The question of why the tritone in particular (and, it turns out its relative the augmented fifth) should sound so dissonant is very interesting, because the whole number ratio of the tritone (7/5), while less favorable (higher integers needed to get the rational fraction) than that of the fifth (3/2), fourth (4/3), third (5/4), minor third (6/5), is comparable to the sixth (8/5), and second (9/8) intervals, and actually somewhat more favorable than that of the major seventh (15/8) and the minor seventh (16/9). But I noticed one feature that makes the tritone (diminished fifth) — and the augmented fifth for that matter — unique, and that is an implied dissonance with the fifth, that is a conflict with the strongest interval in the scale.

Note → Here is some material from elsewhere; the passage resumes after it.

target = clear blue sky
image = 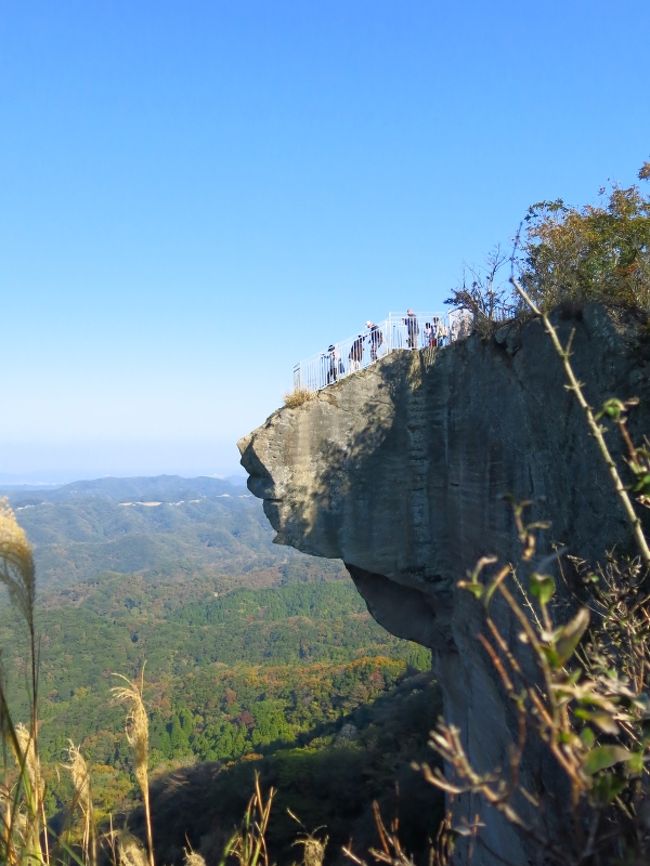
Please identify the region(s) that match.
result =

A Fourier transform of any note played by a piano or other instrument (guitar, violin, etc.) will reveal a distribution of overtones. That is, the note played on the piano will primarily be at the “root” frequency (frequency of the note played), but it will also include overtones, that is whole number multiples of that frequency. For piano especially (but not exclusively), the third harmonic is very prominent, so you can see where this is going. If I play a note, the third harmonic implicitly (that is not in the note itself but the rich overtone structure) aligns with the fifth interval. If I then play either a diminished fifth or an augmented fifth, it has the effect of clashing with the fifth, as 2^[1/12]=1.06 (18/17), very close together. It is not a broad enough separation to form a nice interval like the second, but kind of blurry and disorienting.

In thinking about this, what I realized was that this contrasts with the even the most pensive intervals like the major seventh and the minor seventh. The major seventh is located a major third up from the fifth, and the minor seventh a minor third up from the fifth. Even the sixth is a second (a whole note) up from the fifth, and that appears to be why none of these three have quite the dissonance of the tritone or of the augmented fifth. In simplest terms, they have a jarring “sour” quality for precisely the same reason any half-interval (e.g., C-C# together) sounds jarring.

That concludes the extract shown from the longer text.